Já muita coisa foi dita sobre mais este triste momento do nosso ainda Presidente, que, não haja quaisquer dúvidas, continua a beneficiar da tolerância apenas permitida aos excêntricos. Basta imaginar o que não seria se tivesse sido Cavaco Silva a referir-se a António Costa como “oriental” e por isso “lento”. Nem é bom pensar.
Relativamente à nossa suposta dívida para com as ex-colónias, vários são os pontos que podem ser lembrados e que mostram como tudo isto não é mais do que palha para entreter, e assanhar, o público.
No caso brasileiro, olhemos para o mapa da América do Sul. Salta à vista a desproporção territorial entre os países que dela fazem parte, em que o Brasil ocupa metade da área total, e a restante é dividida por doze outros países. Façamos, pois, um exercício de imaginação e imaginemos que o processo de independência da antiga estrela das colónias portuguesas tinha sido idêntico ao que ocorreu nas possessões espanholas. Imaginemos uma América do Sul composta não por treze, mas por vinte e quatro países. É fácil concluir que a paz entre estados que há décadas reina neste continente resulta exactamente do absoluto desequilíbrio entre todos eles. O processo de independência do Brasil, com todas as suas particularidades históricas, está visceralmente ligado à história de Portugal e permitiu que este colosso chegasse aos dias de hoje como um país que, além de ser um estabilizador regional, pela sua dimensão tem uma palavra a dizer à escala global. Tivesse, quem aposta no revisionismo para ganhar notoriedade, um conhecimento básico de história, assim como quem lhe dá atenção, e deste debate resultaria apenas um reconhecimento credor do mérito dos nossos antepassados comuns. Sobre a escravatura no Brasil, quem quiser mesmo pegar no assunto, que se entenda internamente com os descendentes dos antigos esclavagistas, pois são todos brasileiros.

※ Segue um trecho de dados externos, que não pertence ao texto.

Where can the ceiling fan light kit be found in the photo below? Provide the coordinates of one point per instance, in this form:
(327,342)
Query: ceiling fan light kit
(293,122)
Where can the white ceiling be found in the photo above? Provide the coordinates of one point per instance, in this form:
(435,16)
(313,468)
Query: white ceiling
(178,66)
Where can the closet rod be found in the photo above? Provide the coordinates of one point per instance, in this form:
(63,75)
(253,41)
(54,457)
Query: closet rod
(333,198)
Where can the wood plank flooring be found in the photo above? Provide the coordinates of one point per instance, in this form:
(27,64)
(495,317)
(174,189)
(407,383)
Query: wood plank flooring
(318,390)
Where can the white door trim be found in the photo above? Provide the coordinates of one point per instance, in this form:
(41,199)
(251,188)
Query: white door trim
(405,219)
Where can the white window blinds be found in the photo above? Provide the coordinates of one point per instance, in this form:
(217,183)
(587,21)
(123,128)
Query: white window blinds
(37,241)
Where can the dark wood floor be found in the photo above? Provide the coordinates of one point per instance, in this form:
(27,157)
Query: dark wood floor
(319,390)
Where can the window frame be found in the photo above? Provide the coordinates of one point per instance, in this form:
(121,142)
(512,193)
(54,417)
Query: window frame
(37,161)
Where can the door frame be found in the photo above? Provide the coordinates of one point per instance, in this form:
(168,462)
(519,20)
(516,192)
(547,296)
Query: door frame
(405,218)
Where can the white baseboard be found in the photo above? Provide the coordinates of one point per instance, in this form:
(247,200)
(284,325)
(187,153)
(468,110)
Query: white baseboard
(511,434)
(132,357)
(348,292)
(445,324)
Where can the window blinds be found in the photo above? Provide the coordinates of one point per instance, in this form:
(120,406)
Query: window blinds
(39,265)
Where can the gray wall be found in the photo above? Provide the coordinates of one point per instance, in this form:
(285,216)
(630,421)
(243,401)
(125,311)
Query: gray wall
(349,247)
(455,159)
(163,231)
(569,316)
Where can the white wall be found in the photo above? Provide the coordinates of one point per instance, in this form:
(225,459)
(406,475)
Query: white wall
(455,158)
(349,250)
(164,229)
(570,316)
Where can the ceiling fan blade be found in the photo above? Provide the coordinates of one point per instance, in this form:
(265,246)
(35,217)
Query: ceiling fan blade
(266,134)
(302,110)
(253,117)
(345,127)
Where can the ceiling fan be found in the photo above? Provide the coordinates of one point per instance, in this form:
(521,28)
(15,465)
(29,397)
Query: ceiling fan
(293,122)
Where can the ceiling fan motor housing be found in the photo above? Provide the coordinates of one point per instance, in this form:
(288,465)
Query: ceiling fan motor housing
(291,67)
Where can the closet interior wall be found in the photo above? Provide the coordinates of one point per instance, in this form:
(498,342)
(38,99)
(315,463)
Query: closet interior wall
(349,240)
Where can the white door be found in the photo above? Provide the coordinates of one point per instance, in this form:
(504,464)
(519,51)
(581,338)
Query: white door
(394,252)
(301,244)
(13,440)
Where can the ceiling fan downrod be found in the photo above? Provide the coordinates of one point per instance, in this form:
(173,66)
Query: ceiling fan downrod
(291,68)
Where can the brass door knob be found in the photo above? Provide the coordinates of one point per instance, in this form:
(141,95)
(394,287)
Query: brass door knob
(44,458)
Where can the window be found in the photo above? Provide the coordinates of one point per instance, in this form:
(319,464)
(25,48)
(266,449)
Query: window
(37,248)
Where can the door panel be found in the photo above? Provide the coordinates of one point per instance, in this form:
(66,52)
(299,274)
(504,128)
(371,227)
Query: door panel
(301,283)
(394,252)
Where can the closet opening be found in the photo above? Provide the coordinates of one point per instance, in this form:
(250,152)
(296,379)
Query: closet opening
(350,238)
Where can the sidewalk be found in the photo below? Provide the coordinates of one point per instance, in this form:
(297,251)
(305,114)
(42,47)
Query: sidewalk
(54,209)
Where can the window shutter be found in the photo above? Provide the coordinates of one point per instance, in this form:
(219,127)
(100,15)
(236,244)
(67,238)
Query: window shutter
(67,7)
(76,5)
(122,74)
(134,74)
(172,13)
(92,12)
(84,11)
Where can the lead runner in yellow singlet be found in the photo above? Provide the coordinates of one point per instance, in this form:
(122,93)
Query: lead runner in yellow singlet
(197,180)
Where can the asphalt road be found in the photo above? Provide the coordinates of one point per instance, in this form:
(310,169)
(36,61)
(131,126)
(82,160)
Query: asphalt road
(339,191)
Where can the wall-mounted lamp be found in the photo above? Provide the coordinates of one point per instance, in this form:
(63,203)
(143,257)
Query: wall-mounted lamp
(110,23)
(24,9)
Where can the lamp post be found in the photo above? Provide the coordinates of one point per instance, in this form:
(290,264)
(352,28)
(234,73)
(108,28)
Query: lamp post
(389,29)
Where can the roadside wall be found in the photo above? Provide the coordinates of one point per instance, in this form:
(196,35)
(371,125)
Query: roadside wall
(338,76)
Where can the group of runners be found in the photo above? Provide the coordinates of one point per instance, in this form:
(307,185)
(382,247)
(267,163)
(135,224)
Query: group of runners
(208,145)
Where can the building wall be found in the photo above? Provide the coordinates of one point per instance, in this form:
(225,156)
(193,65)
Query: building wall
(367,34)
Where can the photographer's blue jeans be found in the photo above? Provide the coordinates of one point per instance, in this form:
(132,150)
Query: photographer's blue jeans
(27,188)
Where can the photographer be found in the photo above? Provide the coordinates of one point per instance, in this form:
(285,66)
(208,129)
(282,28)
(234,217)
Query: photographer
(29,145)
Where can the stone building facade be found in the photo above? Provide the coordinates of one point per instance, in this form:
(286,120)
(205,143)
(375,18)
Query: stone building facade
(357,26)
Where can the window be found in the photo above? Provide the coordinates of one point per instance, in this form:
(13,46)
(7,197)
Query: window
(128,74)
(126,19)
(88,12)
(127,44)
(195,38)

O caso das reparações à Guiné-Bissau, Angola e Moçambique pode simplificar-se se, tal como acontece num contrato, começarmos por definir o que é que estes países são, como se formaram, como é que as suas fronteiras foram desenhadas, que ponto comum juntou sob a mesma bandeira diferentes tribos e etnias. Quem é que lutou, e morreu para que o que hoje é reconhecido internacionalmente como sendo as suas fronteiras, estejam onde estão? Faz ou não o respectivo território parte do que se identifica como país?

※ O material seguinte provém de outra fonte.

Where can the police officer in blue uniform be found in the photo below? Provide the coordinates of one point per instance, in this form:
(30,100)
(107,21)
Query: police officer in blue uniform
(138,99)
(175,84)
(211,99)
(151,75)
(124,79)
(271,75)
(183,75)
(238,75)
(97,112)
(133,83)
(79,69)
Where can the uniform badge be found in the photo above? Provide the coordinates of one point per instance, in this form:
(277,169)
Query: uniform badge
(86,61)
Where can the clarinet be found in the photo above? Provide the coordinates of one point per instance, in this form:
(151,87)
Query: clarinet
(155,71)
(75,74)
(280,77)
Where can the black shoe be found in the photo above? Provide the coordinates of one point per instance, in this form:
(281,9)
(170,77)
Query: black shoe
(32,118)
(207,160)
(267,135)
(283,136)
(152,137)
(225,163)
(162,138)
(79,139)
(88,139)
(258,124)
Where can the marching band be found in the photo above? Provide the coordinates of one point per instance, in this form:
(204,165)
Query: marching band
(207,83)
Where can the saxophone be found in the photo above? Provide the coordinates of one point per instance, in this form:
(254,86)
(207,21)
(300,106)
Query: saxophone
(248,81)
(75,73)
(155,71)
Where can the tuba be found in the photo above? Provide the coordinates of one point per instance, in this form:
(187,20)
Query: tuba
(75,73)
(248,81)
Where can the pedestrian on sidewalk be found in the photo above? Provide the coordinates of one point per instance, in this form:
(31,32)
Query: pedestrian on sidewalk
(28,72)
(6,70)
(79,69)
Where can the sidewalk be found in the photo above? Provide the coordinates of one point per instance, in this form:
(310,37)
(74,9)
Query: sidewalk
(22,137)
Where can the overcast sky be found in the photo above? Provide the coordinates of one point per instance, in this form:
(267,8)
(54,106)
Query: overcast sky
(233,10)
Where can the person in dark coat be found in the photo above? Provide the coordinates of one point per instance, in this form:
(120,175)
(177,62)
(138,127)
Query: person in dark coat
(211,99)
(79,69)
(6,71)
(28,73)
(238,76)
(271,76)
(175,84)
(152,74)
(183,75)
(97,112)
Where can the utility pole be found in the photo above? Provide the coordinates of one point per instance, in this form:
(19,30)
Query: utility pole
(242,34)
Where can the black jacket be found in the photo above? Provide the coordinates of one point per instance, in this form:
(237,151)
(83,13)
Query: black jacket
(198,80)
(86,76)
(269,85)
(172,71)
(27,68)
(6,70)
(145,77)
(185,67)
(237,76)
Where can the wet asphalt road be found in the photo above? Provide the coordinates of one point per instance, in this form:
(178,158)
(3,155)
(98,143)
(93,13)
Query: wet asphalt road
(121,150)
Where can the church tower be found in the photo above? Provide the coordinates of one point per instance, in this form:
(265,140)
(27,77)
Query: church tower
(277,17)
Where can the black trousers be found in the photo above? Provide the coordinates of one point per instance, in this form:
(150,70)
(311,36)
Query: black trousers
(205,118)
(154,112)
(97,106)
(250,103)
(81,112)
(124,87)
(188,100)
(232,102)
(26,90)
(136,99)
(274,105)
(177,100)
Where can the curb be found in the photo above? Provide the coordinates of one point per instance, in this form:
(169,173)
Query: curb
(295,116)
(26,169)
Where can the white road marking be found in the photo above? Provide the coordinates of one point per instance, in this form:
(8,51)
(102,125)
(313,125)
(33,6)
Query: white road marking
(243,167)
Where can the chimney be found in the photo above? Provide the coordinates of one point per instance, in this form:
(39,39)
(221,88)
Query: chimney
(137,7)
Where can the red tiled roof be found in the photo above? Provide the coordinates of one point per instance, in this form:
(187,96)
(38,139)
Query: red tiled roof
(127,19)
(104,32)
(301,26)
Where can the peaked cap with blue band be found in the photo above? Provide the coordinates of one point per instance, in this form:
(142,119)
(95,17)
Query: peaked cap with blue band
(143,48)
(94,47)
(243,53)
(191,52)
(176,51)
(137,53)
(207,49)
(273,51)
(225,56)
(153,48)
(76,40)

A natureza insular de Cabo Verde e São Tomé e Príncipe altera a questão da definição das fronteiras, mas podemos também fazer um outro exercício de imaginação. Durante o processo de descolonização, foi considerada a hipótese de que Cabo Verde continuasse a ser parte de Portugal. Imaginemos que hoje este dois países seriam, tal como os Açores e a Madeira, outras duas regiões autónomas com uma Assembleia Regional, eleições regionais de quatro em quatro anos e que garantiriam aos seus habitantes cidadania europeia, assim como os fundos comunitários que privilegiam as regiões mais periféricas e desfavorecidas. Nem os líderes políticos portugueses dessa época, nem os fundadores das respectivas nacionalidades, tiveram a visão de que juntos estaríamos todos melhor. Não há forma de reparar esta falha que não é exclusivamente portuguesa.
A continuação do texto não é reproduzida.